Sul viso dell’uomo comparve una smorfia di disappunto. “Finirai per essere essere accusata di stregoneria un giorno o l’altro se continui così”, borbottò.
“Se fossi stata una strega a quest’ora avrei già trasformato Francesco Pazzi in un ratto”, fu la sua pronta risposta. 
Riuscì a strappargli nuovamente un sorriso. Sorriso che restò impresso sul volto di Girolamo anche mentre sorseggiava lentamente la propria tisana al lampone, non distogliendo però mai lo sguardo da lei. 
“Hai dipinto per tutto il resto della notte?”, le chiese, rompendo così il silenzio fatto di lunghi sguardi che si era venuto a creare. Non era la prima volta che lo faceva, accadeva piuttosto spesso.
Elettra annuì.
“A cosa stai lavorando?”
Questa volta scosse la testa. 
Girolamo tentò di farle gli occhioni, ma nemmeno quella tattica parve funzionare.
“Non è ancora finito”, si spiegò meglio lei.
“Posso vederlo?”
“Tu provaci e io ti scaglio addosso un po’ di malocchio per davvero”


“Mi manca”, disse Girolamo in un flebile sussurro. Ciò che vedeva ogni giorno, la donna che lui e Zita tentavano con tutte le loro forze di accudire al meglio non era la stessa che aveva conosciuto a Firenze. Quella ragazza, quella giovane e impertinente fiorentina, aveva lo sguardo attento e brillante e una lingua che nulla gli lasciava perdonato; nessuno prima di quel momento gli aveva parlato come aveva fatto lei. E nessuno prima di lei era riuscito a riportare a galla la sua coscienza. 
Ora, invece, di quella ragazza allegra e spensierata non rimaneva nulla, nemmeno lo sguardo, il colore degli occhi. Tutto ciò che era rimasto era un guscio vuoto, che lui stesso aveva svuotato, e che lentamente si stava consumando anch’esso. 
Lei gli aveva dato tanto, troppo, e lui in cambio la stava uccidendo. 
Girolamo scosse la testa. “Non possiamo permetterglielo, Zita”
La serva annuì alle sue parole. “Come pensate di fare?”
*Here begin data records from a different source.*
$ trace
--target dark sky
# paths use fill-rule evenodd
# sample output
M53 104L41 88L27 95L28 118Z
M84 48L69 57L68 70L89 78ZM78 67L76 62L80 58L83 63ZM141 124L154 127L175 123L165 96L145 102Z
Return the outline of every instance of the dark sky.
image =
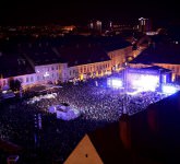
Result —
M0 24L85 23L89 19L128 22L140 16L179 19L175 0L4 0Z

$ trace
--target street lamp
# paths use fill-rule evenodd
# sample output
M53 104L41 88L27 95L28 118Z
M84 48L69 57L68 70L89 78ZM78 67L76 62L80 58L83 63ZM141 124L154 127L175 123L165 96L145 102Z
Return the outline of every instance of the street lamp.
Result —
M122 108L122 114L127 115L128 114L128 108L127 108L127 103L128 103L128 62L124 62L124 73L123 73L123 82L124 82L124 98L123 98L123 108Z

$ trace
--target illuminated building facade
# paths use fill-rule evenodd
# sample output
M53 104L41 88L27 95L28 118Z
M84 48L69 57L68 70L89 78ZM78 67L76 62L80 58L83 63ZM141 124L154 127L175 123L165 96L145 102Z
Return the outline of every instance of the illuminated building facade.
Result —
M144 19L140 17L139 19L139 31L140 32L151 32L152 31L152 20L151 19Z
M11 68L9 63L11 57L2 52L1 59L7 58L7 65L1 65L3 67L0 72L1 89L9 85L10 79L17 79L22 82L22 86L26 87L34 84L85 80L120 70L132 49L131 44L118 40L116 45L108 39L105 43L56 47L44 43L19 46L17 51L25 61L22 63L23 69L20 69L19 63L16 63L16 69ZM5 74L5 69L13 73ZM23 70L23 72L17 73L16 70Z

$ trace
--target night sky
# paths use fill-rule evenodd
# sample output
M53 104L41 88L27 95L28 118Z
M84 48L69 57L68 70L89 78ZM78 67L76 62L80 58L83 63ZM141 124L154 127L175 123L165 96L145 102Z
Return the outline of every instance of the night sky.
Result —
M0 24L86 23L89 19L131 22L140 16L179 19L175 0L3 0Z

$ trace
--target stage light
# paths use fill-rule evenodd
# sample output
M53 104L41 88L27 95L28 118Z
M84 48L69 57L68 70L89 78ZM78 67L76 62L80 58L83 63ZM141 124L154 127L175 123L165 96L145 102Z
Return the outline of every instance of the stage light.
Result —
M177 92L177 89L175 86L171 85L163 85L163 93L166 94L173 94Z
M141 75L139 79L132 81L132 86L142 91L155 91L157 84L158 77L155 75Z

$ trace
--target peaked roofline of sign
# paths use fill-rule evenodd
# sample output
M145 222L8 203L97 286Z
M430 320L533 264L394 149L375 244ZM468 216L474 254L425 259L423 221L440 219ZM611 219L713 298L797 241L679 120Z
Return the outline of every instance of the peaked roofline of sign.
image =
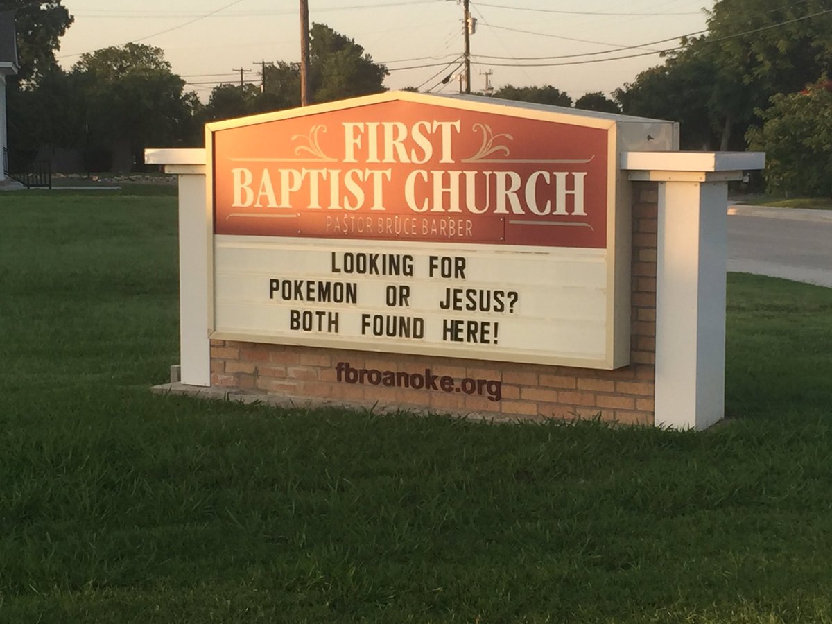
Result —
M609 129L617 123L627 121L673 123L666 120L631 117L626 115L613 115L611 113L597 112L595 111L582 111L567 108L565 106L552 106L545 104L532 104L525 102L501 100L499 98L478 96L448 96L417 93L409 91L388 91L383 93L362 96L346 100L337 100L324 104L313 104L308 106L290 108L285 111L275 111L245 117L227 119L221 121L211 121L206 124L206 131L210 133L222 130L255 126L261 123L269 123L270 121L343 111L349 108L359 108L361 106L390 102L409 102L447 108L457 108L505 116L538 119L544 121L602 129Z

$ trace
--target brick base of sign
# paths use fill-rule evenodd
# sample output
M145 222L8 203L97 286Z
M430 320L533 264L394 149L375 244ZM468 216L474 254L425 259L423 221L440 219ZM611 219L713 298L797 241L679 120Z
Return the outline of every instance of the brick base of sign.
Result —
M654 424L657 190L633 185L631 364L616 370L212 340L211 385L442 414Z

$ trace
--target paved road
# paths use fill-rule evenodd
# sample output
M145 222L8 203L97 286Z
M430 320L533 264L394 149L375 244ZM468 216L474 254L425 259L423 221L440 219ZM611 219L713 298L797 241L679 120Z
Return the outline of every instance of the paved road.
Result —
M728 270L832 288L832 210L730 206Z

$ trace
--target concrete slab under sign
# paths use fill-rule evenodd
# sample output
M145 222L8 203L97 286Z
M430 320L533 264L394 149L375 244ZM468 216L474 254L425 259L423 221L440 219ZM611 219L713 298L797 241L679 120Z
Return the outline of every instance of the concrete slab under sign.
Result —
M286 409L305 409L319 408L346 408L348 409L366 409L375 414L398 414L407 412L416 416L428 416L439 414L441 410L425 409L423 406L411 404L380 404L378 401L343 401L310 399L308 397L290 397L284 394L268 394L252 392L240 388L224 388L221 386L192 386L180 382L162 384L153 386L151 392L154 394L174 394L189 396L195 399L207 399L215 401L234 401L248 405L270 405ZM456 414L455 414L456 415ZM507 416L501 414L472 411L459 416L468 420L483 421L488 423L514 423L520 420L527 421L528 418L519 416Z

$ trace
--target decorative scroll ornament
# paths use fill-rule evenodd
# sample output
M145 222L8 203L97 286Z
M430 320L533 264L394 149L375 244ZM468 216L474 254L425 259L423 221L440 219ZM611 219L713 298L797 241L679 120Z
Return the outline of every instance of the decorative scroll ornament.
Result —
M310 133L305 136L302 134L296 134L292 136L292 141L297 141L300 139L305 141L305 145L299 145L295 148L295 156L300 156L303 152L308 152L314 157L317 161L324 161L326 162L334 162L337 159L330 158L324 151L320 148L320 143L318 141L318 134L324 131L326 131L325 126L313 126L312 129L310 130Z
M498 139L505 138L508 141L514 141L514 137L510 134L494 134L491 126L487 123L475 123L473 125L474 132L483 133L483 145L479 151L470 158L463 158L463 162L493 162L493 163L514 163L514 164L537 164L537 165L585 165L594 160L595 156L589 158L577 159L525 159L525 158L488 158L492 154L501 153L504 156L511 155L511 151L505 145L497 144Z
M491 129L491 126L487 123L475 123L473 125L473 131L480 131L483 133L483 145L479 146L479 151L470 158L465 158L463 160L463 162L477 162L478 161L483 161L485 160L487 156L489 156L492 154L496 154L497 152L502 152L503 155L506 156L511 154L511 151L507 146L494 145L494 141L501 138L514 141L514 137L510 134L495 135L493 131Z

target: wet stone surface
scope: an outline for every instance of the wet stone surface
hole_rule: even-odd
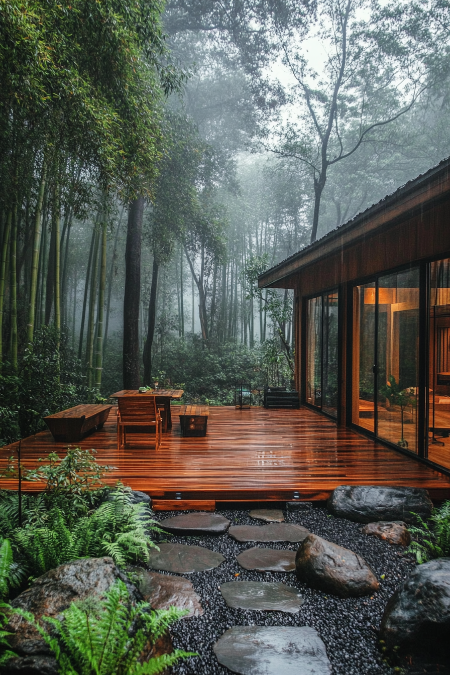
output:
[[[221,586],[229,607],[264,612],[298,612],[304,599],[293,586],[264,581],[229,581]]]
[[[302,525],[273,522],[270,525],[237,525],[228,534],[236,541],[303,541],[309,531]]]
[[[314,628],[235,626],[214,645],[217,660],[240,675],[330,675],[325,645]]]
[[[188,610],[190,616],[201,616],[203,608],[200,597],[194,590],[189,579],[182,576],[171,576],[150,572],[141,567],[127,568],[133,583],[137,586],[146,602],[150,603],[154,610],[168,610],[174,605],[179,610]]]
[[[217,513],[189,513],[161,520],[160,526],[174,535],[223,535],[229,520]]]
[[[296,569],[295,551],[277,551],[274,549],[254,548],[243,551],[236,558],[245,570],[259,572],[292,572]]]
[[[256,518],[266,522],[284,522],[283,511],[275,508],[254,508],[250,511],[250,518]]]
[[[159,544],[159,551],[151,548],[148,551],[148,566],[153,570],[188,574],[192,572],[213,570],[225,560],[221,554],[202,546],[163,543]]]
[[[406,524],[401,520],[391,520],[387,522],[379,520],[378,522],[369,522],[361,531],[364,535],[372,535],[397,546],[407,546],[411,543],[411,535]]]

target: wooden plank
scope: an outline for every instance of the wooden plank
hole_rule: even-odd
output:
[[[179,406],[171,408],[176,421]],[[103,429],[79,445],[94,448],[100,464],[117,467],[109,484],[120,479],[152,498],[175,500],[181,493],[186,500],[285,502],[298,491],[301,500],[323,500],[337,485],[360,484],[412,485],[450,498],[448,477],[306,408],[211,406],[206,436],[183,438],[174,425],[157,453],[145,443],[117,450],[116,425],[113,408]],[[67,445],[48,431],[30,436],[22,443],[22,464],[34,467],[50,452],[63,456]],[[0,472],[17,446],[0,450]],[[0,481],[1,487],[16,485]],[[42,489],[31,483],[24,487]]]
[[[214,500],[153,500],[154,511],[215,511]]]

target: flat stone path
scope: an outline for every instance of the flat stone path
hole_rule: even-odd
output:
[[[223,535],[229,520],[217,513],[189,513],[166,518],[159,526],[173,535]]]
[[[214,645],[217,660],[238,675],[330,675],[325,645],[314,628],[235,626]]]
[[[264,581],[227,581],[221,593],[229,607],[296,614],[304,603],[298,589]]]
[[[236,541],[303,541],[309,531],[302,525],[273,522],[270,525],[234,525],[228,534]]]
[[[250,518],[257,518],[267,522],[284,522],[283,511],[275,508],[254,508],[250,511]]]
[[[296,569],[296,551],[278,551],[256,546],[240,553],[236,560],[244,570],[292,572]]]
[[[133,583],[138,587],[146,602],[154,610],[168,610],[174,605],[179,610],[188,610],[190,616],[201,616],[203,608],[200,596],[194,590],[189,579],[183,576],[170,576],[157,572],[149,572],[142,567],[127,568],[132,575]]]
[[[148,566],[154,570],[188,574],[192,572],[213,570],[225,560],[221,554],[210,551],[203,546],[159,544],[159,551],[154,548],[148,550]]]

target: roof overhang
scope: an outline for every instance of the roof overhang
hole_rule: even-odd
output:
[[[403,220],[417,209],[424,210],[450,193],[450,158],[410,181],[378,204],[332,230],[258,277],[260,288],[294,288],[295,275],[305,267],[352,246],[361,238]]]

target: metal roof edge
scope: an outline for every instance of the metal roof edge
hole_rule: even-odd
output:
[[[357,213],[350,220],[343,223],[338,227],[330,230],[329,232],[327,232],[312,244],[305,246],[304,248],[302,248],[296,253],[293,253],[292,255],[278,263],[273,267],[271,267],[270,269],[266,270],[258,277],[258,288],[264,288],[269,286],[273,286],[273,284],[291,276],[294,273],[293,270],[291,269],[289,271],[283,272],[283,269],[285,269],[288,265],[291,265],[297,261],[301,261],[302,257],[306,257],[307,255],[313,254],[315,250],[320,250],[325,244],[332,244],[333,239],[337,240],[343,234],[349,232],[352,230],[356,230],[358,227],[367,222],[368,220],[376,217],[383,211],[389,211],[393,206],[397,205],[399,200],[401,198],[406,198],[415,191],[417,191],[418,194],[420,194],[420,190],[418,190],[418,188],[423,187],[424,190],[422,191],[424,191],[426,186],[432,182],[433,179],[436,180],[441,174],[445,173],[449,169],[450,169],[450,157],[442,159],[438,164],[432,167],[424,173],[421,173],[418,176],[416,176],[416,178],[412,178],[404,185],[398,188],[394,192],[391,192],[383,197],[376,204],[373,204],[368,207],[364,211]],[[433,196],[431,196],[428,200],[426,200],[426,202],[432,198]],[[319,254],[316,259],[320,259],[320,257]],[[279,276],[276,275],[277,271],[279,273]],[[269,276],[271,277],[270,279],[266,279],[266,277]],[[264,279],[266,280],[264,281]]]

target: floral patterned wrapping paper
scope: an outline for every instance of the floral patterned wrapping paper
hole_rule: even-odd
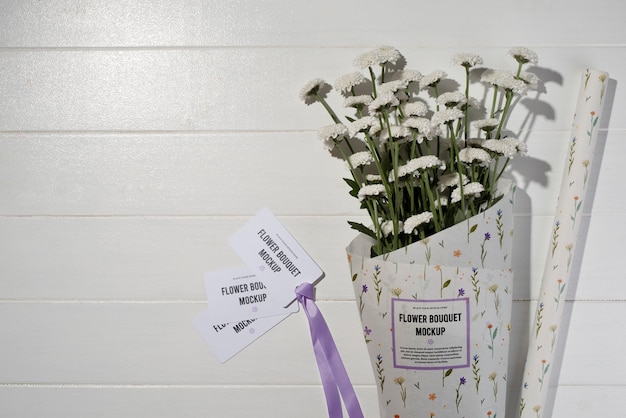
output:
[[[550,416],[546,411],[548,387],[570,284],[572,258],[579,245],[582,208],[608,81],[606,72],[590,69],[581,78],[550,246],[529,336],[519,402],[520,417]]]
[[[381,417],[504,416],[514,186],[492,208],[389,254],[347,248]]]

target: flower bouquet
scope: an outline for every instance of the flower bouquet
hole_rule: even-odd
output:
[[[347,253],[381,417],[504,416],[515,187],[502,176],[526,151],[506,123],[539,81],[524,71],[533,51],[509,54],[513,71],[455,55],[465,77],[454,83],[378,47],[333,85],[351,109],[344,119],[323,80],[300,93],[332,118],[318,136],[345,160],[349,193],[369,215],[349,222],[360,234]]]

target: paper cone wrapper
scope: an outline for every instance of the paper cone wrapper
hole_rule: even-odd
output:
[[[520,417],[549,416],[546,402],[554,369],[555,347],[561,330],[574,252],[581,246],[578,235],[582,208],[586,202],[589,174],[600,129],[598,121],[608,81],[607,73],[586,70],[580,82],[541,290],[529,336],[519,403]]]
[[[503,417],[512,306],[513,191],[392,253],[347,248],[380,416]]]

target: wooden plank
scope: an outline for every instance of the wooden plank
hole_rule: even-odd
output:
[[[465,48],[464,48],[465,49]],[[623,78],[623,46],[539,47],[542,87],[512,115],[509,128],[569,130],[580,77],[589,66]],[[301,88],[321,77],[333,83],[354,71],[363,48],[180,48],[0,50],[0,130],[6,131],[301,131],[332,123],[321,106],[299,100]],[[450,64],[454,48],[409,47],[408,68],[441,68],[463,80]],[[514,69],[507,48],[481,47],[485,66]],[[576,57],[585,57],[581,62]],[[260,73],[254,75],[251,69]],[[33,70],[33,69],[36,69]],[[483,99],[480,83],[472,95]],[[330,94],[339,114],[343,99]],[[621,101],[614,114],[624,112]],[[530,112],[529,112],[530,111]],[[613,118],[610,127],[624,129]]]
[[[319,306],[353,383],[374,384],[354,303],[321,301]],[[562,364],[553,365],[560,370],[559,385],[626,385],[621,360],[625,306],[623,301],[567,302],[563,338],[555,348],[562,352],[558,357]],[[0,383],[319,383],[302,313],[221,365],[191,325],[202,309],[201,303],[0,303]],[[507,381],[517,388],[522,384],[525,336],[533,314],[532,304],[514,303]]]
[[[413,43],[407,31],[419,38],[420,45],[457,46],[497,43],[517,45],[521,36],[530,45],[600,45],[615,41],[622,26],[615,2],[596,2],[593,11],[578,3],[556,0],[549,4],[523,2],[502,4],[498,0],[455,3],[454,13],[446,13],[438,3],[407,3],[380,10],[372,0],[321,0],[315,6],[293,7],[291,2],[255,1],[134,1],[80,3],[11,1],[0,16],[0,46],[180,46],[180,45],[377,45]],[[399,10],[401,8],[401,10]],[[563,11],[567,10],[567,19]],[[391,19],[398,12],[419,25],[380,25],[381,13]],[[472,30],[468,22],[489,15],[489,30]],[[345,17],[352,17],[346,22]],[[429,19],[427,16],[433,16]],[[441,28],[445,17],[447,30]],[[68,24],[70,23],[71,24]],[[558,22],[558,30],[554,30]],[[584,24],[584,23],[585,24]],[[580,30],[592,27],[593,31]],[[34,30],[37,28],[37,30]],[[455,30],[457,29],[458,30]]]
[[[624,132],[600,144],[584,213],[622,211]],[[511,164],[517,213],[554,216],[568,135],[533,133]],[[364,215],[348,175],[310,132],[0,135],[0,215]]]
[[[345,247],[356,236],[343,216],[279,216],[325,271],[318,299],[353,300]],[[242,261],[227,239],[246,217],[0,218],[0,299],[84,301],[205,300],[207,271]],[[588,219],[585,219],[588,221]],[[551,217],[516,218],[514,297],[537,297]],[[626,292],[617,263],[625,215],[585,222],[574,258],[576,285],[567,297],[620,299]],[[332,238],[332,239],[331,239]],[[584,241],[586,239],[586,242]]]
[[[373,386],[355,388],[365,416],[378,414]],[[623,408],[626,386],[587,385],[554,388],[552,418],[607,415]],[[509,397],[507,416],[515,413]],[[305,405],[306,407],[303,407]],[[319,418],[326,404],[319,386],[209,386],[209,387],[74,387],[0,386],[0,413],[12,418],[55,416],[64,418],[138,417],[205,418]],[[294,412],[297,411],[297,412]],[[544,410],[544,413],[546,411]]]

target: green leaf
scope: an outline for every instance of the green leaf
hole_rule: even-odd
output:
[[[374,233],[374,231],[372,231],[371,229],[369,229],[365,225],[360,224],[358,222],[352,222],[352,221],[348,221],[348,224],[350,225],[350,227],[352,229],[356,229],[360,233],[365,234],[367,236],[370,236],[370,237],[376,239],[376,234]]]

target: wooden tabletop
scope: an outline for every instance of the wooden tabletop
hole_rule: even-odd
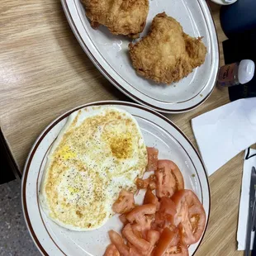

Il suo padrone chiuse gli occhi e si massaggiò le tempie, in attesa di un’idea. Quando li riaprì, essi si focalizzarono su di una porticina appena visibile sulla destra, in fondo a quel corridoio scarsamente illuminato; essa portava all’ultimo livello della nave, nel punto dove si trovavano le celle.
Zita colse al volo ciò che il Conte aveva in mente. “Pensate che il ragazzo possa riuscire a farla ragionare?”
Udì un pesante sospiro. 
“Lo spero. Lo spero tanto”


Nda 
Eccomi qui finalmente con il nuovo capitolo! Innanzitutto mi scuso per il ritardo - di ben due settimane - con cui lo pubblico, ma ultimamente sono stata molto occupata con l'accademia. 
Bene! Finalmente entrano in scena anche questi due. Siete felici che Elettra sia "tornata" (più o meno)? 
Non lo nego: è stato un parto multigemellare con complicazioni; di questo capitolo avrò almeno quattro differenti versioni ahahah. Non sono nemmeno completamente soddisfatta di questa versione, ma tra tutte era la meno peggio. 
Cercando di essere più puntuale, alla prossima!